The Lakers announced Saturday afternoon that Austin Reaves would become the team’s second star to miss at least the final five games of the regular season, after he suffered a Grade 2 left oblique muscle injury. On Friday, the Lakers announced that Luka Doncic would miss at least the remainder of the regular season with a Grade 2 hamstring strain.

Now, atop the Lakers’ three-star operation, only LeBron James remains available and healthy with the first round of the NBA playoffs set to begin on April 18. Following the team’s announcement, ESPN reported that it is believed that Reaves will be out for four to six weeks.

Reaves briefly left Thursday night’s 139-96 loss to the Oklahoma City Thunder after grabbing at his left side during the end of the first quarter.

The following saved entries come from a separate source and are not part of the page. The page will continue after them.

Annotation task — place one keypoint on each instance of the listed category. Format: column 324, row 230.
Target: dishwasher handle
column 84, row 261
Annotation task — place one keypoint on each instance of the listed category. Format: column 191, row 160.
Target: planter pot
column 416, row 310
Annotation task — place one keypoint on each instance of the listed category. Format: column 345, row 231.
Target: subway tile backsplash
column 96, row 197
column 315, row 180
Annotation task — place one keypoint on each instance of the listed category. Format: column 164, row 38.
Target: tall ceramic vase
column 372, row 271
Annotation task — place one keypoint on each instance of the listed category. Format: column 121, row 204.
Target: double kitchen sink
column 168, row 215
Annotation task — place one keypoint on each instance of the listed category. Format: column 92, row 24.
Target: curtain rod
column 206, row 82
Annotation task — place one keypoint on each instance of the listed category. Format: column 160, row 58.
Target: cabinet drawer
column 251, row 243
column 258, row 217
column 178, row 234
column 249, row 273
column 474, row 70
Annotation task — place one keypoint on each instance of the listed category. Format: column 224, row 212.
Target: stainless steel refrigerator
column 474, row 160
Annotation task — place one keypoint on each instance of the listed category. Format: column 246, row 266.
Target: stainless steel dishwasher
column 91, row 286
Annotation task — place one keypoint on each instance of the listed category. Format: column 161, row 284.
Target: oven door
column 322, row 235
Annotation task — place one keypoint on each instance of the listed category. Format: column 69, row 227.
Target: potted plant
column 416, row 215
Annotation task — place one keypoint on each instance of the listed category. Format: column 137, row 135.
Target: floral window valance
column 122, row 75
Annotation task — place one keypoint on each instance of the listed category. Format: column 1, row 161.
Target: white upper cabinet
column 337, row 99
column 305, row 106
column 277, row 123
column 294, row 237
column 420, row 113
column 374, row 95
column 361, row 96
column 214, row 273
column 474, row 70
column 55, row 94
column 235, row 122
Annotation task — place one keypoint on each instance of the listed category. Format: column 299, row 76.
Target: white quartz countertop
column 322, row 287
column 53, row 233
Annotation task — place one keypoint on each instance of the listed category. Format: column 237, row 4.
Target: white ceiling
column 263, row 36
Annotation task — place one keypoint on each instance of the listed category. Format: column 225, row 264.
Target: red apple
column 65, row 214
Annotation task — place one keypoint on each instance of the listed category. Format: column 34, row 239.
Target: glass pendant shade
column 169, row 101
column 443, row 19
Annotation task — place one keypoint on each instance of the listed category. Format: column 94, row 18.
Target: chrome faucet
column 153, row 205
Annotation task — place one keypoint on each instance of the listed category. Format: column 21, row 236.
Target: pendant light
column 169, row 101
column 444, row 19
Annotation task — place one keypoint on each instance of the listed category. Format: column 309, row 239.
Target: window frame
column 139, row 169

The 27-year-old guard, who is averaging 23.3 points per game, returned to the game for the start of the second quarter and exited alongside James and center Deandre Ayton when the fourth quarter began and the game was already in blowout territory.

Reaves said he was reaching down for a rebound and “overextended a little bit,” causing the discomfort. He added that he got treatment on the issue at halftime and re-entered the game.

“He was in a weird position, stretching for a basketball, loose ball, and just felt something like intercostal, somewhere in his back, in between the ribs,” Redick said. “He was able to play through it and battled back. But we’ll see how he feels tomorrow.”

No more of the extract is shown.